With her latest book, Prisoner of Memory (Scribner, 384 pages, $24.00), Diamond explore L.A.’s Russian community. Like her creator, Diamond is a journalist by trade, and her pursuit of the story behind a young Russian emigre’s murder leads her down paths both provocative and dangerous.
Compared to the previous Diamond standouts, Prisoner of Memory is a disappointment. While Hamilton’s exploration of contemporary Los Angeles is as intriguing as ever, the plot isn’t her best. Although the story is still entertaining, it lacks the magic of the rest of the series.
Ever since his breathtaking debut novel, Gun Monkeys, Victor Gischler has quietly been carving out a career as one of the best practitioners of quirky comic noir. His latest novel, Shotgun Opera (Dell, 304 pages, $6.99), enhances that reputation.
Back in the ‘60s, Mike Foley worked as a mob enforcer in New York City, but he gave that up years ago. Now he spends his days in seclusion, tending to the vines on his hardscrabble Oklahoma winery.
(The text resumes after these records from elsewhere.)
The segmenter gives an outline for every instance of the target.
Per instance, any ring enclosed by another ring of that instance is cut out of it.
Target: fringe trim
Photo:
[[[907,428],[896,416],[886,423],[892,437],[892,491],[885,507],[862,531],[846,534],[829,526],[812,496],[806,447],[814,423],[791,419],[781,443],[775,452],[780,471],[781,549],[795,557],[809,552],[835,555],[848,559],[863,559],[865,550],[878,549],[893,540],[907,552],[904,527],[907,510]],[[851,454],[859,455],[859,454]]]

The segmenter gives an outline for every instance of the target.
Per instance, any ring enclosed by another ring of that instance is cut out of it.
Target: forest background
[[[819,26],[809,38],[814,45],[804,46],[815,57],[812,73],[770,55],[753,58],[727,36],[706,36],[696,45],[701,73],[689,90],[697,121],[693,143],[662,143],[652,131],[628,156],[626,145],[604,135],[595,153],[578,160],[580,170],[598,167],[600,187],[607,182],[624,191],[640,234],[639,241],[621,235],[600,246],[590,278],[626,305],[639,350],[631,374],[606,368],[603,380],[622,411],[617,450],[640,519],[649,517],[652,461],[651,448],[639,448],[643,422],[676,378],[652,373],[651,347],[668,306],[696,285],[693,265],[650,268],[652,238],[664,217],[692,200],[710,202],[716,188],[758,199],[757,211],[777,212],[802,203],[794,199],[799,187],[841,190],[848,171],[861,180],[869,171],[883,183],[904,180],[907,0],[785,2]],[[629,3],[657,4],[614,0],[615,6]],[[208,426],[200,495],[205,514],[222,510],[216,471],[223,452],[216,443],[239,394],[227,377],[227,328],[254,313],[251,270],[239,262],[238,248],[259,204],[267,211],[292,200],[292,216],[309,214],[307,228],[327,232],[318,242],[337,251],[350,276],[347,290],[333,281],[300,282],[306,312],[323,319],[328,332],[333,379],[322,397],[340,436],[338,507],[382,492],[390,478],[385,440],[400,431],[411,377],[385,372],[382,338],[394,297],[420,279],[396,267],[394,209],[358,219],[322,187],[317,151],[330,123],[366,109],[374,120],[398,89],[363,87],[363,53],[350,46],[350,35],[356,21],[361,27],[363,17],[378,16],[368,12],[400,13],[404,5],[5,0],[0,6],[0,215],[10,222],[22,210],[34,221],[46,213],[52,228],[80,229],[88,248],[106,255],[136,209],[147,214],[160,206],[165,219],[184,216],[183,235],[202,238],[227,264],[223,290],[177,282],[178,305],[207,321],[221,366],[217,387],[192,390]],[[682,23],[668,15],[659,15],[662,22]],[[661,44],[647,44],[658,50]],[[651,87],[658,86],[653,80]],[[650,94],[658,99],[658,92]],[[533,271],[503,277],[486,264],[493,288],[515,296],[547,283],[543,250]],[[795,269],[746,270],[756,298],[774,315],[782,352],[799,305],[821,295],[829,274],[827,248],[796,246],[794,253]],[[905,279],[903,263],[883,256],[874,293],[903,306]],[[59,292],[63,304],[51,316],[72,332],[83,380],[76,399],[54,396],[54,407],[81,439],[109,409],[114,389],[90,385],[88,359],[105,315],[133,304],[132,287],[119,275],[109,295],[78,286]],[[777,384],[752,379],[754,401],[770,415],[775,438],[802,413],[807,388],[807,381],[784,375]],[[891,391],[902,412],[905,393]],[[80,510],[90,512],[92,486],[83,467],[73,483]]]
As is always the case with violent pasts, Foley’s returns to haunt him. His nephew has run afoul of dangerous characters, causing an unimaginably deadly assassin to be set on his trail. Who else could the boy turn to but his Uncle Mike?
So begins a symphony of violence, punctuated with the dark humor that characterizes Gischler’s work. Shotgun Opera is not for the faint of heart. It is, however, the perfect book for anyone who likes their action fast, furious and funny.
James Sallis’ Cripple Creek (Walker & Company, 272 pages, $23.00) is the second novel to feature ex-cop and ex-con Turner, now working as a deputy sheriff in Cripple Creek, Tenn. When Turner’s boss arrests a stranger caught speeding through town and finds $200,000 cash in the trunk of his car, a deadly chain of events is touched off.
The plot is almost secondary to the prose, and that is where Sallis distinguishes himself. In addition to his masterly novels, Sallis is known for his work as a poet, and the lyrical beauty of his words shines through his pages. The story unfolds with the cadence of the down-home music that plays such an important part in the characters’ lives, weaving stories from the past through the narrative of the present to create a harmonious melody.
It’s a crime that a writer this good isn’t better known.
David J. Montgomery is the editor of Mystery Ink (www.mysteryinkonline.com).